After the kubectl get pod -A -o wide command is executed, the command output shows that the status of some Pods of NPU Exporter is CrashLoopBackOff.

Cause Analysis

If the preceding error occurs, perform the following steps to rectify the fault:

  1. Run the following command to check the error log. Alternatively, check whether the /var/log/mindx-dl/npu-exporter/npu-exporter.log log file contains the deviceManager initialization error. If yes, the NPU device cannot be found.
    kubectl logs -f -n npu-exporter npu-exporter-8l7w2
    Command output:
    [ERROR]    2024/10/28 08:50:46.650662 10      devmanager/devmanager.go:91    deviceManager init failed, prepare dcmi failed, err: dcmi init failed, error code: -8005
    [ERROR]    2024/10/28 08:50:46.652739 10      collector/npu_collector.go:467    new npu collector failed, error is auto init failed, err: get chip info failed, err: device Manager is nil, may encounter an exception during initialization. You can check the system log to confirm
  2. Run the npu-smi info command. (If error code -8005 is returned, initialization fails.
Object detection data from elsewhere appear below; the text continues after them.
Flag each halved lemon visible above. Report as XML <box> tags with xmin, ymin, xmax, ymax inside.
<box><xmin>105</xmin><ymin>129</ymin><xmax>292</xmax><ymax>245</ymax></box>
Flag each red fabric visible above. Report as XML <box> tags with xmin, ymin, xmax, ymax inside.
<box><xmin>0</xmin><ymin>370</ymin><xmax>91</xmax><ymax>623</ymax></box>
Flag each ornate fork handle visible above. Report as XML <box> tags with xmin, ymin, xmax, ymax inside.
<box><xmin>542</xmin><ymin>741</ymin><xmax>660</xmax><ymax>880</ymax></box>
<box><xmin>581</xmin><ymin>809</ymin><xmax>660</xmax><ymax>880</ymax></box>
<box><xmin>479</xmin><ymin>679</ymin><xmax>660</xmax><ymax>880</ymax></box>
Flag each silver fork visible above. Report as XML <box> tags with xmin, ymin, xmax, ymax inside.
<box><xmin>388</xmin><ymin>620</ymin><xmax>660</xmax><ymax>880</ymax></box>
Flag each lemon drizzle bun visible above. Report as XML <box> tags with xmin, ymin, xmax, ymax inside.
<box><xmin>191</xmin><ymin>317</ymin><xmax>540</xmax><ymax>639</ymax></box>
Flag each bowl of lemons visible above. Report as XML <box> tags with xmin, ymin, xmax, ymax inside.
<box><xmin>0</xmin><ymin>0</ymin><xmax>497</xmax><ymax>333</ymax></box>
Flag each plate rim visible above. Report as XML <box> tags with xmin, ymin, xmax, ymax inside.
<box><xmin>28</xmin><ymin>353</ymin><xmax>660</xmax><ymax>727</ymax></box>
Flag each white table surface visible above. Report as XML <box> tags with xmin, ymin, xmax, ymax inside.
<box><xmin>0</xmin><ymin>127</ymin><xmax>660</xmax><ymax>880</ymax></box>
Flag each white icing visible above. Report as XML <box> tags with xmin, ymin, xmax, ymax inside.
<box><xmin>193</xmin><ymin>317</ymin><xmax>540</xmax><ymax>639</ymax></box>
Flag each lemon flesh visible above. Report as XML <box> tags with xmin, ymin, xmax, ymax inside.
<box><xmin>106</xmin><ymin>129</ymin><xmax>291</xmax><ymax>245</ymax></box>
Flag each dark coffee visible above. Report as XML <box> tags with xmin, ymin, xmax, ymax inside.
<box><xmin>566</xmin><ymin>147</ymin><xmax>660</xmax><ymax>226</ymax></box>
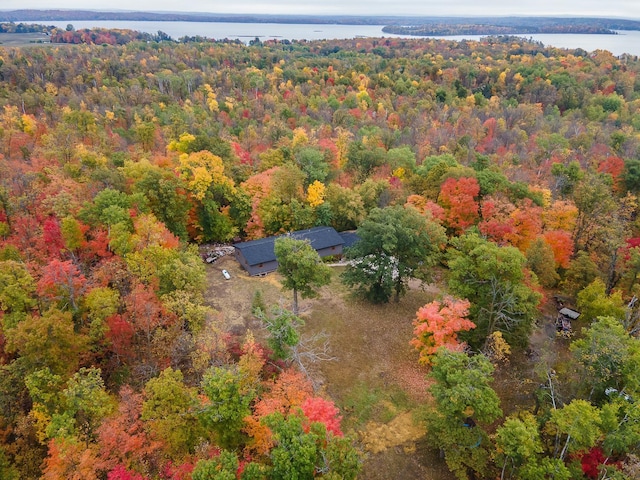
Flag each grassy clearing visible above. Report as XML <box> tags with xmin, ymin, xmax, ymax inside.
<box><xmin>207</xmin><ymin>253</ymin><xmax>566</xmax><ymax>480</ymax></box>
<box><xmin>207</xmin><ymin>257</ymin><xmax>453</xmax><ymax>480</ymax></box>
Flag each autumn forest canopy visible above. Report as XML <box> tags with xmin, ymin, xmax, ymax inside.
<box><xmin>0</xmin><ymin>29</ymin><xmax>640</xmax><ymax>480</ymax></box>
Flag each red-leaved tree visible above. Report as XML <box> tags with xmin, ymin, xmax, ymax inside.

In this case, the server is not restarted after the NPU driver and firmware are upgraded.)
    dcmi module initialize failed. ret is -8005

Solution

Check the /var/log/ascend_seclog/ascend_install.log file, which shows that the firmware is upgraded. After the firmware is upgraded, perform restart as prompted.

If the CrashLoopBackOff status is displayed, you can perform the preceding Step 1 to locate logs for fault locating.